Greenspan was intensely criticized for endorsing a large tax cut in 2001 in congressional testimony during the first weeks of the Bush administration. He notes that he was recommending any tax cut, even a smaller one proposed by some Democrats. But he acknowledges that those who had warned him about the perception he was backing Bush's plan were right. "The tax-cut testimony proved to be politically explosive," he writes.

Yet, he adds: "While politics had not been my intent, I'd misjudged the emotions of the moment. . . . Yet I'd have given the same testimony if Al Gore had been president."

2 comments:

ross said...

I wouldn't take Greenspan on his word here about supporting a Dem led tax initiative equally.

And while he may well have kept his foot on the accelerator through the middle of 2004 which, if politically motivated, suggests an ugly streak in him, Greenspan's low interest rates were likely not as important as the low long-term rates which have been kept down by reserve accumulation among countries that were keeping the dollar values of their currencies down, by Japan until March 2004, and by China, the GCC and others since.

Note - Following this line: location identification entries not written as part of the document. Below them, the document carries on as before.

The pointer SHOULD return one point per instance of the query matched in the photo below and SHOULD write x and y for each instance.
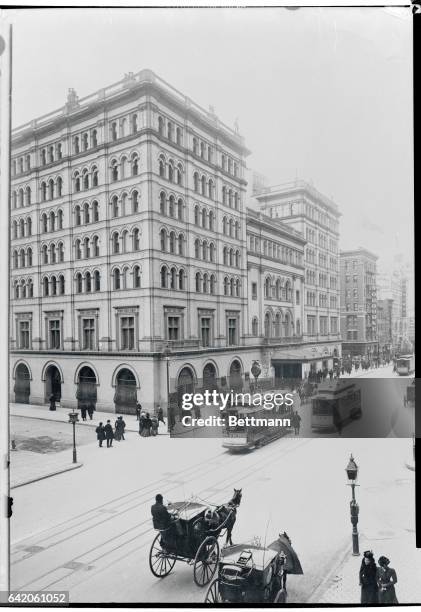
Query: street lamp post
(167, 353)
(352, 473)
(73, 419)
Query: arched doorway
(209, 377)
(236, 380)
(86, 393)
(125, 397)
(22, 384)
(53, 383)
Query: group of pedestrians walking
(377, 582)
(107, 433)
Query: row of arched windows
(52, 253)
(168, 129)
(52, 221)
(170, 170)
(171, 242)
(23, 289)
(124, 167)
(119, 240)
(22, 197)
(204, 250)
(86, 213)
(278, 290)
(85, 179)
(53, 188)
(125, 204)
(22, 228)
(204, 218)
(203, 185)
(171, 207)
(231, 228)
(231, 257)
(22, 258)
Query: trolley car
(247, 437)
(191, 540)
(335, 403)
(405, 365)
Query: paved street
(90, 529)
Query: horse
(228, 514)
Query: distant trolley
(248, 436)
(405, 365)
(335, 403)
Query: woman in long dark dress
(386, 580)
(368, 579)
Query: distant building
(358, 303)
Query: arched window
(135, 202)
(136, 239)
(162, 201)
(95, 246)
(86, 213)
(163, 236)
(79, 283)
(88, 282)
(115, 243)
(97, 281)
(164, 277)
(136, 277)
(116, 279)
(95, 211)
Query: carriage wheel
(281, 597)
(159, 562)
(206, 561)
(213, 595)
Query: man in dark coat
(109, 435)
(100, 434)
(368, 579)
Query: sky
(322, 94)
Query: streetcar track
(232, 477)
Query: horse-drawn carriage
(251, 573)
(192, 537)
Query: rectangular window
(232, 331)
(24, 334)
(127, 333)
(88, 334)
(54, 333)
(205, 331)
(173, 328)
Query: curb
(62, 471)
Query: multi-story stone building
(130, 254)
(358, 303)
(316, 218)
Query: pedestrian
(109, 435)
(386, 580)
(119, 428)
(52, 401)
(160, 415)
(100, 434)
(368, 579)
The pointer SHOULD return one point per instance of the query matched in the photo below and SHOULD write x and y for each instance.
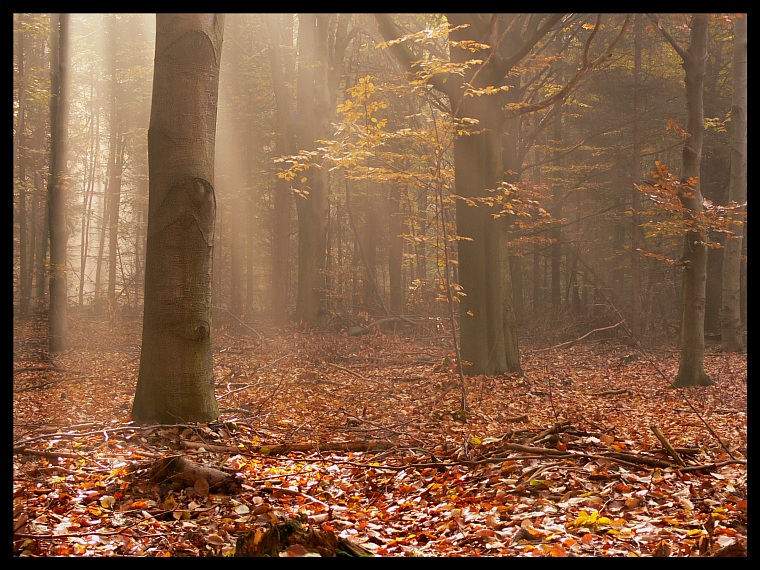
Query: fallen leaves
(356, 436)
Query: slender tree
(731, 323)
(176, 380)
(59, 111)
(280, 29)
(691, 370)
(312, 201)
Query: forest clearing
(355, 434)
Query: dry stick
(570, 342)
(651, 360)
(257, 333)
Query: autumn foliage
(356, 435)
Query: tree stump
(290, 538)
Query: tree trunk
(488, 336)
(176, 379)
(731, 323)
(691, 370)
(312, 204)
(19, 154)
(116, 159)
(58, 180)
(395, 251)
(636, 238)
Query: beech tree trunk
(732, 338)
(636, 313)
(281, 33)
(691, 370)
(176, 380)
(311, 203)
(59, 105)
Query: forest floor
(360, 436)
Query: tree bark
(691, 368)
(58, 182)
(731, 323)
(282, 73)
(636, 313)
(176, 380)
(312, 204)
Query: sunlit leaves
(672, 211)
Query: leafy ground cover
(360, 436)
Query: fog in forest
(588, 234)
(380, 285)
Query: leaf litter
(360, 435)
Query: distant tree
(731, 324)
(280, 29)
(485, 55)
(691, 370)
(176, 380)
(312, 200)
(59, 118)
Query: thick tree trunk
(312, 203)
(176, 380)
(731, 323)
(281, 32)
(57, 189)
(691, 369)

Those low long-term rates, combined with no small amount of fraud and stupidity in the US mortgage industry and financial circles, sustained the housing and credit bubbles.

Jun Okumura said...

Ross:

You are absolutely right. I am no exception to the general tendency to overvalue the power of central banks to affect the long end of the yield curve. But it seems that Mr. Greenspan did use that and other fallacies to help sustain the "fraud and stupidity" and keep the US economy rolling for so long, and magnified the scope of the current setback and its effects. With the complicity of Japanese and Chinese authorities, yes; so there's a lot of blame to go around.

As for the Bush administration's tax policies, I'm sure that Mr. Greenspan would have initiatives of similar macroeconomic impact – albeit of very different distributive effects - from President Gore.